Massachusetts Senate Candidates Pull Out All Stops Ahead of Election
Democrat Martha Coakley unveils new ad featuring President Obama.
Jan. 18, 2010— -- As Massachusetts voters prepare to vote Tuesday in a special election to fill the Senate seat occupied by the late Sen. Ted Kennedy for 46 years, the candidates in the high-profile fight are pulling out all the stops.
State Attorney General Martha Coakley, the Democrat, unveiled a new TV ad today featuring President Obama stumping for her in Boston Sunday.
"Every vote matters, every voice matters. We need you on Tuesday," Obama is shown saying at the rally, where, in a scramble to keep the seat, he held a last-minute pep rally for Coakley, 56, and attempted to excite the Democratic base that dominates the state.
The fight for Kennedy's old Senate seat has gone down to the wire between Coakley and Republican state Sen.
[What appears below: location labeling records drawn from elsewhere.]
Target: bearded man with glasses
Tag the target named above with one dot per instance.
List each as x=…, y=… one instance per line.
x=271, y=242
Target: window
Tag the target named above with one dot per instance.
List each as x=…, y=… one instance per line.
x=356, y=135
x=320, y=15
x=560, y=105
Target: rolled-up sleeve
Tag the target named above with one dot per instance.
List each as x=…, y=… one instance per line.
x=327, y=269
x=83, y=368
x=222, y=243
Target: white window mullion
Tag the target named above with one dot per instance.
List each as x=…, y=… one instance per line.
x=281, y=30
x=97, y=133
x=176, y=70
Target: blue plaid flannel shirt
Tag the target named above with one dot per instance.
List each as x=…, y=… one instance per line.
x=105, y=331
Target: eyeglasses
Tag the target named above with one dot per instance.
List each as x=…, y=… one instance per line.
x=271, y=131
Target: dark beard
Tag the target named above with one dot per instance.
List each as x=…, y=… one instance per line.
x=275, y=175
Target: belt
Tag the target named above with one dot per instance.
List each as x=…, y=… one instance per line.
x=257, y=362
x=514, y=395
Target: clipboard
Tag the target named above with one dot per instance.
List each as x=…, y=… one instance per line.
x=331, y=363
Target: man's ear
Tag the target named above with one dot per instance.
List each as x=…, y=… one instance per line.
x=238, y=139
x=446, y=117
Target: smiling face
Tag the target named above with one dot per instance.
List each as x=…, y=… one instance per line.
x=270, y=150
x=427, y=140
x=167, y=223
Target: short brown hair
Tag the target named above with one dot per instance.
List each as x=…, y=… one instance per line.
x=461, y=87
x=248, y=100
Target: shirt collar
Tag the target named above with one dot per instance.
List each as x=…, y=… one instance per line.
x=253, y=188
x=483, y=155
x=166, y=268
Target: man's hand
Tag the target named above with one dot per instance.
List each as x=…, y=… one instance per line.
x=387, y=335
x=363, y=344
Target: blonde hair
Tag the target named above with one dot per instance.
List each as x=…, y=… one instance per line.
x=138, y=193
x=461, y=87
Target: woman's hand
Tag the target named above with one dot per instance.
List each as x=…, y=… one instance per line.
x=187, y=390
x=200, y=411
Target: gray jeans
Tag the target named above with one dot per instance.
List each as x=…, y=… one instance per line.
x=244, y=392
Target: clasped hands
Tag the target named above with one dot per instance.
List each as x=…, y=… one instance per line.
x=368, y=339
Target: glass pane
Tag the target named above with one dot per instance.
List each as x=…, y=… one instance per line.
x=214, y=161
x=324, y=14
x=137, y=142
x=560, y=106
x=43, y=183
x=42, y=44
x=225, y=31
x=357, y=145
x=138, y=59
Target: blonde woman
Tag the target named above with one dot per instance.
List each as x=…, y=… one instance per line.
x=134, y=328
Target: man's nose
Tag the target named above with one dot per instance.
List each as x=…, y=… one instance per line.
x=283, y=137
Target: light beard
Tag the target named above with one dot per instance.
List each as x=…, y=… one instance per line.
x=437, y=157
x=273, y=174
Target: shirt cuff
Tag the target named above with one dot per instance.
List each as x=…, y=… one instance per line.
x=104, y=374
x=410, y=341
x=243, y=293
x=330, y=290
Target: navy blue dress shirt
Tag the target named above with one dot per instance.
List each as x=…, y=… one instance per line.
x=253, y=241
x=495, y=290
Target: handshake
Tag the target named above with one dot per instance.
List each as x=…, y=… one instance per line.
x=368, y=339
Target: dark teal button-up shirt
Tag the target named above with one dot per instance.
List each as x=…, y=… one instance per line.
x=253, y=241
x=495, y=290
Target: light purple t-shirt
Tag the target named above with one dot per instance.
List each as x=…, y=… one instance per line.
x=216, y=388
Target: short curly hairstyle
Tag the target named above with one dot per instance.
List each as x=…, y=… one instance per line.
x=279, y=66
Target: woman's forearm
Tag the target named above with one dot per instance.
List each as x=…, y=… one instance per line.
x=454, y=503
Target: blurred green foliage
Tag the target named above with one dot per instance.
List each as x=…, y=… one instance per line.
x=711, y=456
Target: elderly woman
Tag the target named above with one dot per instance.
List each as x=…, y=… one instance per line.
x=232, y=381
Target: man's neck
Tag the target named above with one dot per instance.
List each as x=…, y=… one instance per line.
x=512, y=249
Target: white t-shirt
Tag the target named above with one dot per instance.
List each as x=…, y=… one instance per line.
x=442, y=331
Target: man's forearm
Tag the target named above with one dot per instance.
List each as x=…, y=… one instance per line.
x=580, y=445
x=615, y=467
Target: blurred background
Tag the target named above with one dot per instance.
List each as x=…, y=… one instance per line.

Scott Brown, 50.
A longtime Democratic stronghold, Massachusetts is the last place Democrats would expect to become a battleground state. Both campaigns have spent millions of dollars in commercials, and volunteers have made hundreds of thousands of phone calls, and have come from as far away as Walla Walla, Wash. But the race is bigger than just Massachusetts. At stake is the president's health care reform initiative.
If the special election Tuesday goes to Brown, Senate Democrats will lose the filibuster-proof 60-seat majority they currently enjoy. They need 60 votes to pass a health care bill and other Democratic priorities over Republican objections.
Brown, a lawyer and former model, has vowed to vote against health care overhaul if he is elected.
"As the 41st senator I can at least allow them to, you know, maybe look at things a little differently," Brown told ABC News in an interview.
Today Coakley invoked the memory of civil rights leader Martin Luther King Jr. to make her pitch.
"If Dr. King were here today, he'd be standing with us," she said. "And I know that he would be standing with us on the front line for health care, not as a privilege but as a right."